茶番はいいから早く言え、と目で訴えてくる。
ここまで来てはしょうがない。諦めて話すとするか。嫌で嫌でしょうがないけど話してやるんだありがたく思え、と言わんばかりにため息を吐いて私は今日の出来事を話しだした。
男女の差は高校生になると、グンと大きくなる。背丈や身体付きもだけど、精神性が一番大きな差じゃないかと私は思ってる。
高校生になっても教室でバカ騒ぎをする男子を見て、友人の一人が
「あれ止めて欲しいよね~。
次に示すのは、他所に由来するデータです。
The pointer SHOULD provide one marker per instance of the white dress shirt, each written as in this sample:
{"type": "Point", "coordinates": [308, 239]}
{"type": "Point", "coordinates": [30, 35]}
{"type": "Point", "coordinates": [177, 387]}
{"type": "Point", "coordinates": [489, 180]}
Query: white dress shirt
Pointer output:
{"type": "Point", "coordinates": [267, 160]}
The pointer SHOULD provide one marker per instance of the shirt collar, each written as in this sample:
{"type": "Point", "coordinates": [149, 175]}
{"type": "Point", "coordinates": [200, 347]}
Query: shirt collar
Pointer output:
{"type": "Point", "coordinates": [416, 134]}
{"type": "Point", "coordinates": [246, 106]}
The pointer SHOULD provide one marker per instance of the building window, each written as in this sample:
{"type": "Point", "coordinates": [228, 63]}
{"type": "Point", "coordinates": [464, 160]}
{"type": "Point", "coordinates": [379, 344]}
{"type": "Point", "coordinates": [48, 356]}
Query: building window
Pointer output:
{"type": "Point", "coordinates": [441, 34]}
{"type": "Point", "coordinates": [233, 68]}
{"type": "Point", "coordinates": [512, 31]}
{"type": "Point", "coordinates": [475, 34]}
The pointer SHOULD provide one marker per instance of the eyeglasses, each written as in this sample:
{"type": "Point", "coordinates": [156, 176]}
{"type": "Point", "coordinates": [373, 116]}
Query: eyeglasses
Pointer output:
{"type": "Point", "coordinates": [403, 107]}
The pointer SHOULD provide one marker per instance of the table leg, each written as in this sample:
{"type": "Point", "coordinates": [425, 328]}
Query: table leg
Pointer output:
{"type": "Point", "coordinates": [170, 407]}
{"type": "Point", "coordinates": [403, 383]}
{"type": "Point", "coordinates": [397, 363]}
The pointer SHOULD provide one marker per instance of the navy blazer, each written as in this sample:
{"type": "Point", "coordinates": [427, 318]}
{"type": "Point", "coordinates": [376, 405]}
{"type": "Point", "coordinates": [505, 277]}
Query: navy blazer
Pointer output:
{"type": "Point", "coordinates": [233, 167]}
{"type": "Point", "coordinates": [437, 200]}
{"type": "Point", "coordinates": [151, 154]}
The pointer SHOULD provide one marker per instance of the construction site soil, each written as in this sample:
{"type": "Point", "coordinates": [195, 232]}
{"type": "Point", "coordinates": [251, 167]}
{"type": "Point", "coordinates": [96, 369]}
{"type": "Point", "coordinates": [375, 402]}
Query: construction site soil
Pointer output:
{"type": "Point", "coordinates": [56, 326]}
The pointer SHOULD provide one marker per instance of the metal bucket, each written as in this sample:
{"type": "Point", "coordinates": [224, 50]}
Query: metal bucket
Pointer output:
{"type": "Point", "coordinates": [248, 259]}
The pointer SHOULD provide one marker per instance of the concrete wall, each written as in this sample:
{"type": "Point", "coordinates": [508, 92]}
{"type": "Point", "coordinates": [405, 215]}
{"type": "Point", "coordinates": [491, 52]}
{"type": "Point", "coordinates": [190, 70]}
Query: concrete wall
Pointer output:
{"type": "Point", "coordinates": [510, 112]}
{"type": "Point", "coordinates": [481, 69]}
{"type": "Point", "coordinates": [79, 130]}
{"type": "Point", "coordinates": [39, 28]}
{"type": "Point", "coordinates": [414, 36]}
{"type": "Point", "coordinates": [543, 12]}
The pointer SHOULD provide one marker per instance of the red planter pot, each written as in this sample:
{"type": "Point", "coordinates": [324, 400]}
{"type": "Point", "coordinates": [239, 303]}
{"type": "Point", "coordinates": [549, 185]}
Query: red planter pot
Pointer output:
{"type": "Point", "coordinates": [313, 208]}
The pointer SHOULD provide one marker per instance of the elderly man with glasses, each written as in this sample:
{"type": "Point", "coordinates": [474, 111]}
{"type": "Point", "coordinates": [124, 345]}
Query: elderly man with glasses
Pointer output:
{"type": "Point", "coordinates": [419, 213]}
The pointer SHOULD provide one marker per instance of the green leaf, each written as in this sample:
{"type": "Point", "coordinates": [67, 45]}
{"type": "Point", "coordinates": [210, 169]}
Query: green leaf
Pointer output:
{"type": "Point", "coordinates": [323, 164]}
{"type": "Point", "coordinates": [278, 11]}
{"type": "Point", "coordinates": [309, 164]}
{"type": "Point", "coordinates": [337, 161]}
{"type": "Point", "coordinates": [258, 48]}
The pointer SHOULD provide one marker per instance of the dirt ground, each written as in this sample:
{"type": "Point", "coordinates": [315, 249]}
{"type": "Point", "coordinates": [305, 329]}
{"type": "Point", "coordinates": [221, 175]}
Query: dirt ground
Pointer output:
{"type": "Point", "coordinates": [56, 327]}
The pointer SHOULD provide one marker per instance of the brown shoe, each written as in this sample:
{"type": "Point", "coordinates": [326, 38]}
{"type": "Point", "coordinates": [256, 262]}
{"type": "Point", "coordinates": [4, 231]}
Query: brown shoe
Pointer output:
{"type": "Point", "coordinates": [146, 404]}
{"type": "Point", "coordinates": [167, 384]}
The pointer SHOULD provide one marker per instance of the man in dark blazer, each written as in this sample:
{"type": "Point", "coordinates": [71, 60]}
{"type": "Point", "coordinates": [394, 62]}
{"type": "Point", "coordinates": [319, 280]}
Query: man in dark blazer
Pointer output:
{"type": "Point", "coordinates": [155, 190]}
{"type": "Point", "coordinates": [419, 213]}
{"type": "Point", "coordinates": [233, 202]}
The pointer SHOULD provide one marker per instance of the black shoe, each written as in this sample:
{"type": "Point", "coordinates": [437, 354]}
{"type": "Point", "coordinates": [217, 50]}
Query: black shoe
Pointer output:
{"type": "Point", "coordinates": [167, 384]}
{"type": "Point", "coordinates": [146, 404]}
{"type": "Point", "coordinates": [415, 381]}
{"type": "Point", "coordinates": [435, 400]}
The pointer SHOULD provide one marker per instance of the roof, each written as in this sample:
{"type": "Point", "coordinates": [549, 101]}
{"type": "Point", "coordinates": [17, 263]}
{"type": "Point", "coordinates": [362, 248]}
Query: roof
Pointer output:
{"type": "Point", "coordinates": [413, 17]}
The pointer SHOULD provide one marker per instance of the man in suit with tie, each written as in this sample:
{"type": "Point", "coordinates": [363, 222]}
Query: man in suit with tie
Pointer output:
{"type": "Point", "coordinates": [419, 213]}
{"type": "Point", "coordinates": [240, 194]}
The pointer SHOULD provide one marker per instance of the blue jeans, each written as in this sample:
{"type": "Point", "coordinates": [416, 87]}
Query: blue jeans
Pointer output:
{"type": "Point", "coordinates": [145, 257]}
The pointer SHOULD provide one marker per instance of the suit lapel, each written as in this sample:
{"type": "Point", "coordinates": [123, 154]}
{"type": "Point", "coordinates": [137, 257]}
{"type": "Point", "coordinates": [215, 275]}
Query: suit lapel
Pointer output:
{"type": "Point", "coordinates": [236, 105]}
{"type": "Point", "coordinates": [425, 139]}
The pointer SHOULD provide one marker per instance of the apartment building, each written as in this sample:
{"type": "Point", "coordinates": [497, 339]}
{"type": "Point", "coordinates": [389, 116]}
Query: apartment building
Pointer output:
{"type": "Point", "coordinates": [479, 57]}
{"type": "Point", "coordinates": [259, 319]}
なんか、周り見てませーん、って感じだしさ。こっちにまで被害が及んできそう」
と言った。
「そうだね」
大きくなった身体を自覚せずに教室内で暴れまわるのは、本当に止めてほしい。
まさにそう考えていた時、椅子にドンという強い衝撃が訪れた。私の座っている椅子はギギギという音を立てて引きずられ、数センチ横にずらされる。
「お、ワリ……あ」
「ハァ?」
私が友人達と一緒に話題にしていたグループとは別の男子が、ふざけていて私にぶつかったらしい。
謝罪をしようとした声は途中で途切れ、私の顔を見て顔を青くする。ふぅん。悪いと思っていながらもその失礼な態度……ありえない!
立ち上がって、「ねぇ」と話しかけた瞬間、相手は脱兎のごとく駆け出した。
「あ、待て!」
逃げるのだから、追わねばなるまい。待ちなさい、と大声で呼びかけつつ私は教室を飛び出した。
「許して下さい、鬼様、麻美様!」
「誰が鬼よ! それで謝ってるつもりなの!?」
鬼。小学校、中学校と常に付きまとってくる私のあだ名。
成長が人より早く、身体が大きかった私は喧嘩で男子に負けることはなかった。誰だか知らないけど、私が負かした相手が悪口で「鬼」と言ったのが始まりとなり、身体が人並みサイズに落ち着いた今でも男子の間では普通に使われているらしい。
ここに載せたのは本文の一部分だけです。